Zu diesem Zeitpunkt hat es seit Stunden nicht mehr geregnet und der Wind blies auch recht kräftig. Plötzlich hatte einer von uns die Idee die Wanderung nicht wie geplant über den Amselfall weiter durchzuführen, sondern auf kürzesten Weg die Tour zu beenden, um im Anschluss daran mit der Kletterausrüstung die Nonne zu besuchen. Einstimmig wurde der Plan von allen angenommen und über die Bastei ging es zurück „Auf dem Kulm“. Nun ging zum Glück unser eigentliches Anliegen – das Klettern - in Erfüllung. Die Meisten von uns kamen über den Alten Weg (** und II), angeführt von Volker Rossberg, auf den Gipfel. Das am Kaminausstieg kurz vor der „Kopfpresse“ Volker seine Brille – aber nicht die Übersicht – verlor, sei nur am Rande vermerkt. Bernd Müller und weitaus wenigere Kameraden kletterten den Südostweg (** und VIIa) und die Westwand (* VIIa) die Nonne empor. Im übrigen wurde die verloren gegangene Brille von Volker wieder gefunden. Zum Glück war noch ein Brillenglas in Ordnung.

vw8Nachdem der Tag noch versöhnlich endete, konnten wir uns auch auf das abendliche Beisammensein freuen. Inmitten auf der Campingwiese wurde eine Bierzeltgarnitur und weitere Stühle zusammengestellt. Speisen und Getränke brachte (fast) jeder mit an den Tisch und in geselliger Runde fand ein gemeinsam improvisiertes Abendessen statt.

Am Sonntag fuhren wir alle in das Bielatal – genauer gesagt in das Gebiet bei den Herkulessäulen. Dort teilte sich unsere Gruppe von immerhin 26 Leuten in mehreren Seilschaften auf. Kern- bzw. Hauptgipfel an diesem Tag war für die meisten von uns der Schraubenkopf mit seinem Alten Weg (* IV).
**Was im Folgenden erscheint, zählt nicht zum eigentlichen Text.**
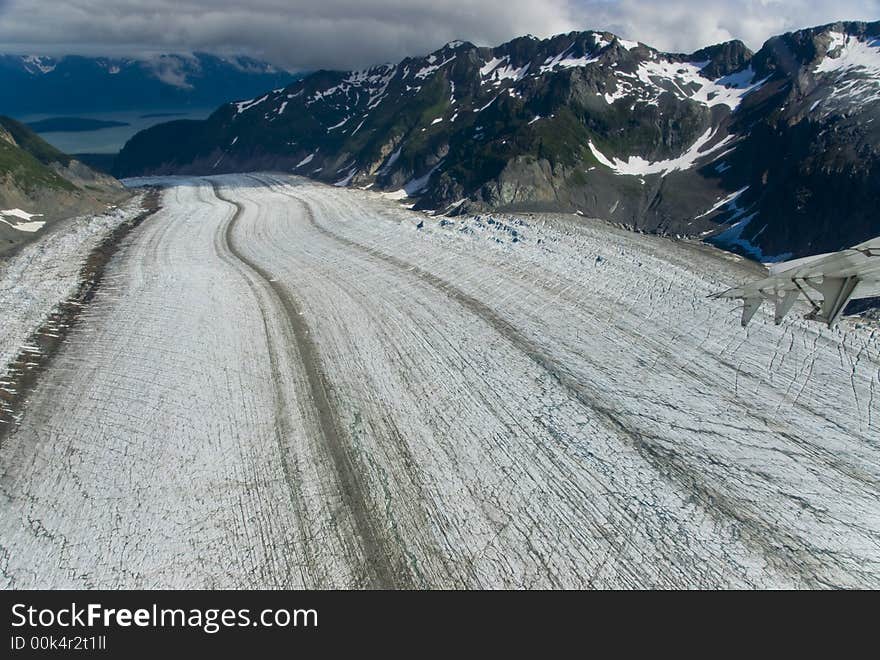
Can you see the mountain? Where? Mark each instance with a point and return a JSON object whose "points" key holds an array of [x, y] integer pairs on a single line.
{"points": [[38, 181], [772, 154], [73, 84]]}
Weil vor uns eine Seilschaft mit Vater, Sohn und Mutter sich hinauf zitterten, war zunächst lange Weile angesagt. Schnell wurde den Kindern mit dem Wegelagerer, welchen Björn Ruben vorgestiegen ist, dennoch Abwechslung geboten. Bei Bernd Müller war aber die Ungeduld am Einstieg des Alten Weges am Schraubenkopf immer deutlicher zu spüren. Wann geht es endlich hier weiter? Der Vorsteiger (Vater) unserer Vorgängerseilschaft kam mit dem Schlüsselzug kurz vorm Ausstieg nicht zurecht. Wir hätten vielleicht bis zum Abend warten können, wenn nicht Bernd seine Hilfe dieser unglücklichen Familie angeboten hätte. In windes Eile kletterte Bernd den Schraubenkopf empor und verhalf der Familie somit ihren Gipfelerfolg. Wer auch noch ins Schwitzen kam war ich, der als Sicherungsmann mit dem schnellen Austeilen des Seiles kräftig zu tun hatte. Nun endlich hatten wir den Gipfel fest in unserer Hand und jeder, der wollte kam zu seinem Erlebnis. Besonders freuten wir uns über unsere Kinder. Insbesondere die Schlüsselstelle, ein überhängender Block über dem Absatz vor dem Ausstieg, wurde von den Kleinen bravourös geklettert.

So hat dieses Wochenende, trotz der ungünstigen Witterung, doch einen versöhnlichen Verlauf gehabt und allen Teilnehmer schöne Stunden beschert. Über eine Fortsetzung dieser Veranstaltung im kommenden Jahr würde ich mich wieder freuen. Ihr auch?